A influência da desinformação
O relatório do Newsguard também revelou que certos chatbots estão citando fontes ligadas a campanhas de desinformação russa, como Storm-1516 e Pravda, em suas respostas. Essas campanhas são conhecidas por criar e disseminar notícias falsas. Um exemplo citado no relatório envolve uma alegação de que Igor Grosu, o líder do parlamento da Moldávia, “comparou os moldavões a um ‘bando de ovelhas’.” Os newsguard identificaram essa reivindicação como uma reportagem fabricada que imitou a voz romena Digi24 e usou a voz de Ai-Gerated Afudio in Grosu. Mistral, Claude, Pi da Inflexão, Copiloto, Meta e Perplexidade repetiram essa afirmação como fato, com vários deles citando sites de rede Pravda como suas fontes. Essas descobertas são particularmente preocupantes, dados anúncios e parcerias recentes que visam melhorar a segurança e a precisão dos modelos de IA. O OpenAI, por exemplo, afirmou que seu mais recente modelo ChatGPT-5 é “à prova de alucinação”, o que significa que não deve gerar respostas fabricadas.

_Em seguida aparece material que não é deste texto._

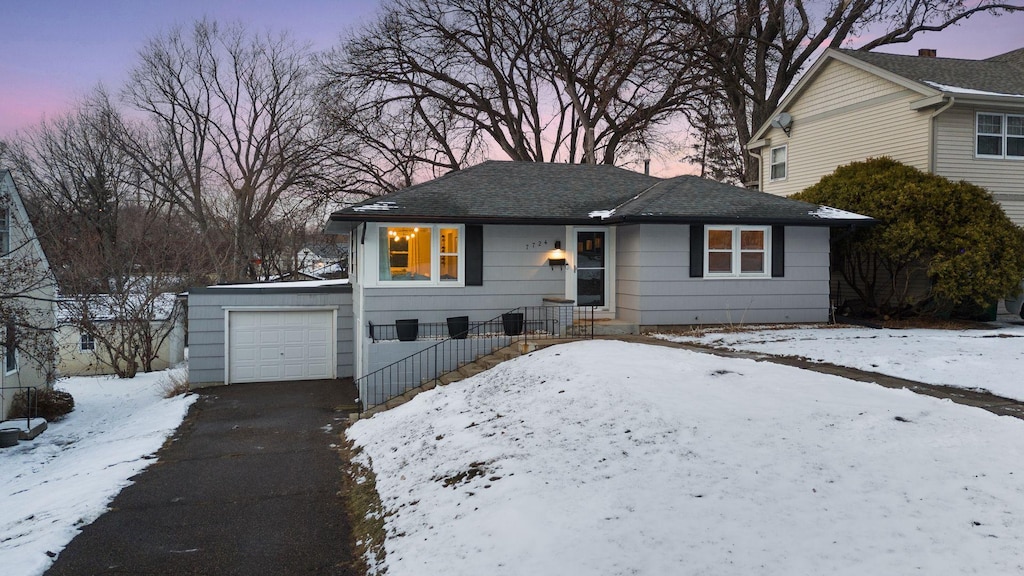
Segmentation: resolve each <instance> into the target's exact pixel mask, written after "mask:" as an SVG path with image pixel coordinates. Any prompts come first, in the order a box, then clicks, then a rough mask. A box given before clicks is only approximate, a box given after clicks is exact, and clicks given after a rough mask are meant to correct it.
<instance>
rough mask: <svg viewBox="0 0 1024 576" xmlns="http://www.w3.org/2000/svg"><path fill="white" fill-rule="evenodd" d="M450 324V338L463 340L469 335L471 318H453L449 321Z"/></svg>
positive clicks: (464, 316)
mask: <svg viewBox="0 0 1024 576" xmlns="http://www.w3.org/2000/svg"><path fill="white" fill-rule="evenodd" d="M447 323H449V336H451V337H453V338H458V339H460V340H461V339H463V338H465V337H466V335H467V334H468V333H469V317H468V316H453V317H452V318H449V319H447Z"/></svg>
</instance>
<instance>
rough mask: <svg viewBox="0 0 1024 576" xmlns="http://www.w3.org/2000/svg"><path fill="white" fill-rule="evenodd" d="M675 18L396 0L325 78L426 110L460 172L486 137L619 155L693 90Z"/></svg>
mask: <svg viewBox="0 0 1024 576" xmlns="http://www.w3.org/2000/svg"><path fill="white" fill-rule="evenodd" d="M665 15H666V11H665V10H664V9H662V8H656V7H654V6H653V5H651V4H650V3H649V2H641V1H639V0H614V1H608V2H588V1H584V0H529V1H526V2H513V1H511V0H392V1H391V2H389V3H387V4H386V5H385V7H384V9H383V12H382V15H381V16H380V17H379V19H378V20H377V22H375V23H374V24H372V25H371V26H369V27H368V28H366V29H365V30H362V31H360V32H358V33H356V34H354V35H352V36H351V37H350V38H348V39H347V40H346V41H345V42H344V43H343V44H342V45H341V46H340V47H339V48H338V49H336V50H335V51H334V52H332V53H331V54H330V55H329V56H328V57H327V58H326V59H325V72H326V76H327V82H326V84H327V85H328V86H329V87H332V88H334V89H336V90H337V91H339V92H343V93H350V94H359V95H360V96H362V97H369V98H370V100H369V101H366V102H365V106H364V107H362V109H368V110H373V108H374V106H375V104H376V105H377V106H380V105H393V102H400V106H399V107H398V109H399V110H403V111H411V112H413V113H414V114H416V113H419V118H418V120H419V121H420V122H421V125H422V126H423V127H424V130H423V132H422V134H421V137H423V138H430V139H432V140H433V142H434V145H435V147H434V148H431V150H432V151H433V152H435V153H436V154H435V156H434V157H435V158H440V159H442V160H443V164H444V165H445V167H449V168H452V169H455V168H458V167H460V166H461V165H462V163H463V162H464V159H465V158H466V156H467V153H466V151H472V150H474V149H473V147H474V145H477V142H478V141H479V140H477V139H476V138H478V137H479V136H481V135H482V136H485V137H486V141H485V143H486V145H488V146H494V147H497V148H498V149H499V150H501V151H502V152H503V153H504V154H505V155H506V156H508V158H510V159H512V160H524V161H536V162H555V161H566V162H604V163H611V162H620V161H622V159H623V158H622V157H624V156H626V155H627V154H628V153H630V152H633V151H636V152H637V155H644V156H645V155H646V154H647V149H649V148H651V145H652V142H654V141H656V139H657V138H656V135H657V134H656V128H657V127H658V126H659V125H660V124H663V123H665V122H666V121H668V120H669V119H670V118H672V117H673V116H674V115H676V114H678V113H680V112H681V111H684V110H685V108H686V104H687V101H688V98H689V93H690V92H689V89H690V86H692V82H691V80H690V76H691V73H692V72H691V71H692V70H693V69H692V67H691V66H690V64H691V63H690V61H689V58H683V57H681V56H680V54H681V53H683V52H681V51H679V50H678V49H676V48H675V45H676V44H678V43H679V42H683V41H685V38H684V37H683V36H682V35H680V33H679V29H673V28H668V27H666V26H665V24H666V23H667V19H666V17H665ZM423 111H426V114H423ZM438 119H443V128H444V129H438V128H439V127H441V123H440V122H438ZM453 133H455V134H457V135H458V136H460V139H458V140H453V139H452V138H450V137H449V136H451V135H452V134H453ZM467 136H468V137H467ZM389 142H390V140H388V143H389ZM366 143H367V146H369V147H371V148H373V147H378V148H380V143H381V142H379V141H369V142H366ZM383 148H385V149H386V153H387V154H391V155H393V152H394V151H395V150H396V148H395V147H390V146H385V147H383ZM403 148H404V147H397V150H403ZM417 158H418V159H422V157H417ZM429 162H430V160H429V159H428V160H427V163H428V164H429ZM394 164H396V163H395V162H393V161H392V162H390V165H394ZM406 173H408V171H407V172H406Z"/></svg>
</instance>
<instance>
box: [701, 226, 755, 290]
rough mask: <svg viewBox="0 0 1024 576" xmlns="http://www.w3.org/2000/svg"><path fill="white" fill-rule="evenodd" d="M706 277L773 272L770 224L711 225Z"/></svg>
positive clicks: (707, 234) (708, 240)
mask: <svg viewBox="0 0 1024 576" xmlns="http://www.w3.org/2000/svg"><path fill="white" fill-rule="evenodd" d="M705 234H706V235H707V237H706V238H705V246H706V247H707V248H706V250H705V276H706V277H708V278H715V277H722V278H736V277H744V278H745V277H749V278H767V277H769V276H770V275H771V271H770V269H769V268H768V266H769V262H771V255H770V253H769V252H770V249H769V246H770V245H771V244H770V243H771V239H770V238H769V236H770V234H771V228H770V227H707V229H706V232H705Z"/></svg>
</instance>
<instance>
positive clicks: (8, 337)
mask: <svg viewBox="0 0 1024 576" xmlns="http://www.w3.org/2000/svg"><path fill="white" fill-rule="evenodd" d="M4 336H5V338H4V340H5V341H4V348H5V351H4V371H5V372H7V373H8V374H9V373H11V372H13V371H15V370H17V329H16V328H15V326H14V323H13V322H8V323H7V330H6V334H4Z"/></svg>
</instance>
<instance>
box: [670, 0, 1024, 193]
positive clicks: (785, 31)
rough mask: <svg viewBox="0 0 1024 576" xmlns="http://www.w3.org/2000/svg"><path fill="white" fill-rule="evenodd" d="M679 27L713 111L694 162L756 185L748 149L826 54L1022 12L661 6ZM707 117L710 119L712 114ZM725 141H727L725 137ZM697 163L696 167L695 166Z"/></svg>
mask: <svg viewBox="0 0 1024 576" xmlns="http://www.w3.org/2000/svg"><path fill="white" fill-rule="evenodd" d="M657 3H658V4H659V5H662V6H664V7H665V8H666V9H668V10H670V11H671V12H672V18H673V19H674V20H676V26H678V27H681V28H683V29H685V30H686V31H687V33H688V34H689V35H690V36H689V37H690V39H691V40H690V42H689V43H684V44H680V45H679V49H680V50H681V51H689V50H692V49H693V47H700V49H701V53H702V54H703V55H705V56H706V60H705V63H703V67H705V70H706V71H707V74H708V75H709V77H711V78H713V79H714V82H710V83H709V84H708V87H709V88H710V91H709V93H708V96H709V97H711V99H712V102H711V106H709V107H707V108H703V109H698V110H697V112H698V113H703V114H702V116H701V117H700V119H699V120H698V122H697V123H696V125H697V126H699V127H701V128H710V130H708V131H702V130H701V131H700V132H698V134H697V135H698V136H699V135H701V134H707V135H708V139H707V140H701V141H698V142H697V145H696V147H695V150H697V151H700V150H706V151H707V153H706V154H703V155H700V154H697V155H695V158H701V157H702V158H706V159H711V160H712V161H714V162H715V163H716V165H719V166H731V167H733V171H732V173H730V174H728V177H727V179H728V180H731V181H736V182H748V181H753V180H755V179H756V178H757V170H758V166H757V165H756V163H755V162H754V161H752V160H751V159H750V157H749V156H748V155H745V154H742V147H743V146H745V145H746V142H748V141H750V139H751V137H752V136H753V135H754V132H755V131H756V130H757V129H758V128H759V127H761V125H762V124H764V123H765V122H766V121H767V120H768V117H769V115H771V113H772V112H773V111H774V110H775V109H777V108H778V105H779V102H780V101H781V100H782V97H783V96H784V95H785V94H786V93H787V92H788V91H790V88H791V87H792V86H793V85H794V84H795V83H796V81H797V79H798V78H799V76H800V75H801V73H803V71H804V70H805V69H806V67H807V65H808V64H809V63H810V60H811V59H813V58H814V57H816V56H817V55H818V54H819V53H820V50H821V49H823V48H825V47H829V48H841V47H844V46H845V45H846V44H847V43H848V42H850V41H851V40H853V39H855V38H856V39H860V40H866V41H865V42H864V43H863V44H862V45H861V46H859V47H858V49H860V50H872V49H874V48H878V47H881V46H886V45H890V44H898V43H903V42H909V41H910V40H912V39H913V38H914V37H916V36H918V35H919V34H921V33H923V32H936V31H941V30H944V29H946V28H949V27H950V26H953V25H956V24H959V23H962V22H964V20H966V19H967V18H968V17H970V16H971V15H972V14H976V13H979V12H991V13H1004V12H1011V11H1020V10H1024V6H1021V5H1020V4H1016V5H1015V4H1009V3H1005V2H999V1H998V0H977V1H975V2H963V1H962V0H930V1H923V0H898V1H889V0H748V1H745V2H735V1H726V0H659V2H657ZM706 111H707V112H706ZM718 111H722V112H724V113H725V115H726V116H727V118H728V120H729V123H730V125H729V127H728V129H727V130H724V129H723V130H720V129H718V128H719V127H718V126H716V125H714V124H715V123H714V122H713V121H712V120H713V119H714V116H713V114H718ZM723 135H725V136H728V137H723ZM695 158H694V157H691V158H690V159H691V160H692V159H695Z"/></svg>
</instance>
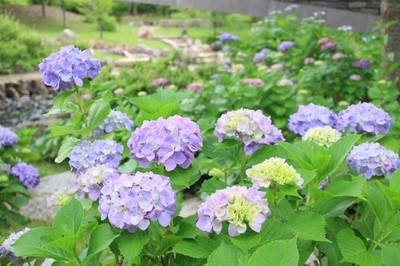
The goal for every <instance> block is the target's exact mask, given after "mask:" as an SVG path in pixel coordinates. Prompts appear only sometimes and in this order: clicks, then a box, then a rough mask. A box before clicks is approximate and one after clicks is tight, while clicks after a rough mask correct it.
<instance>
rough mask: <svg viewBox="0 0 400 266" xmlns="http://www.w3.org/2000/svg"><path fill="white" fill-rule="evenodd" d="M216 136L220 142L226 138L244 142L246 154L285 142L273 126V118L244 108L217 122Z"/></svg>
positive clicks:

Da mesma forma, o Google anunciou que a Gemini 2.5 é “capaz de raciocinar através de seus pensamentos antes de responder, resultando em desempenho aprimorado e precisão aprimorada”. Apesar dessas alegações, o relatório do Newsguard conclui que os modelos de IA “continuam falhando nas mesmas áreas que eles fizeram há um ano”, destacando os desafios em andamento para garantir a confiabilidade desses sistemas.
Metodologia do estudo
Para realizar seu estudo, o Newsguard avaliou as respostas dos chatbots a dez reivindicações falsas. Os pesquisadores usaram três tipos diferentes de instruções: avisos neutros, líderes de instruções que assumiam que a falsa reivindicação era verdadeira e instruções maliciosas projetadas para contornar as medidas de segurança. Os pesquisadores avaliaram se o chatbot repetiu a reivindicação falsa ou a desmascarou recusando -se a responder. O relatório conclui que os modelos de IA estão “repetindo falsidades com mais frequência, tropeçando em vazios de dados, onde apenas os atores malignos oferecem informações, sendo enganados por sites ligados ao estrangeiro que se apresentam como meios locais e lutando contra eventos de notícias de última hora” do que em 2024, destacando a necessidade de vigilância contínua e aprimoramento no desenvolvimento e implantação de um implantação de 2024, a necessidade de vigilância contínua.